I had youths chanting “Ching Chong Ching” in front of my house. I was chased out of a bicycle park by a gang of children yelling “Go back to your own country”. This is the cliché, boring reality that East Asians still to have to contend with. I cannot imagine what life is like in less tolerant parts of the world.
The cruel irony is that while Mr Ng monetises the Asian stereotype, he himself fell victim to an allegedly racial motivated assault in 2020 – someone punched his face on the streets of London. There are material consequences to encouraging racial bigotry and fostering cultural misunderstandings.
By fuelling a stereotype that East Asians can only talk about rice and speak in a specific way, Mr Ng is reinforcing the perception that they are unsympathetic, emotionless, and one-dimensional – so unrelatable that it is unfathomable they should roam free in town centres, eat at an Italian restaurant or ride a bike in a park.
Perhaps even crueller, if you are Asian and enjoying Nigel Ng/Uncle Roger’s content, know that while Nigel is getting richer and yielding more soft power by milking your every view and share, you are directly funding casual racism.
Nigel Ng knows as well as we do that MSG isn’t the king of flavour. Umami is. Nigel Ng knows as well as we do that there are material consequences to throwaway racism, especially when he was the victim of his own making. Yet he is more than happy to accept money from an MSG manufacturer and continues to manufacture cheap laughs for personal gain.

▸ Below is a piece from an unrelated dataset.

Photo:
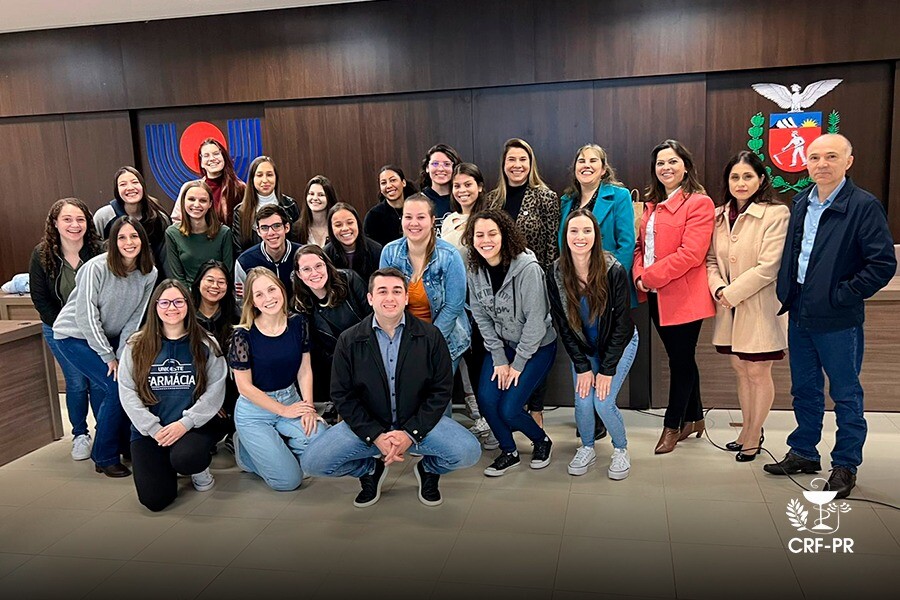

Before you click play, think about the poor Singaporean student who was savagely attacked on the streets of London for “spreading Covid.” Educators and activists have tried in vain for years to eradicate throwaway racism. And it only takes a mindless creator and their purposeless content to undo all their good work, reigniting the embers of racial bigotry and hate.
Kat Wolseley is a pseudonymous Hong Kong writer and ex-reporter for the Washington Post, Time Out and the South China Morning Post. She is now based in the UK.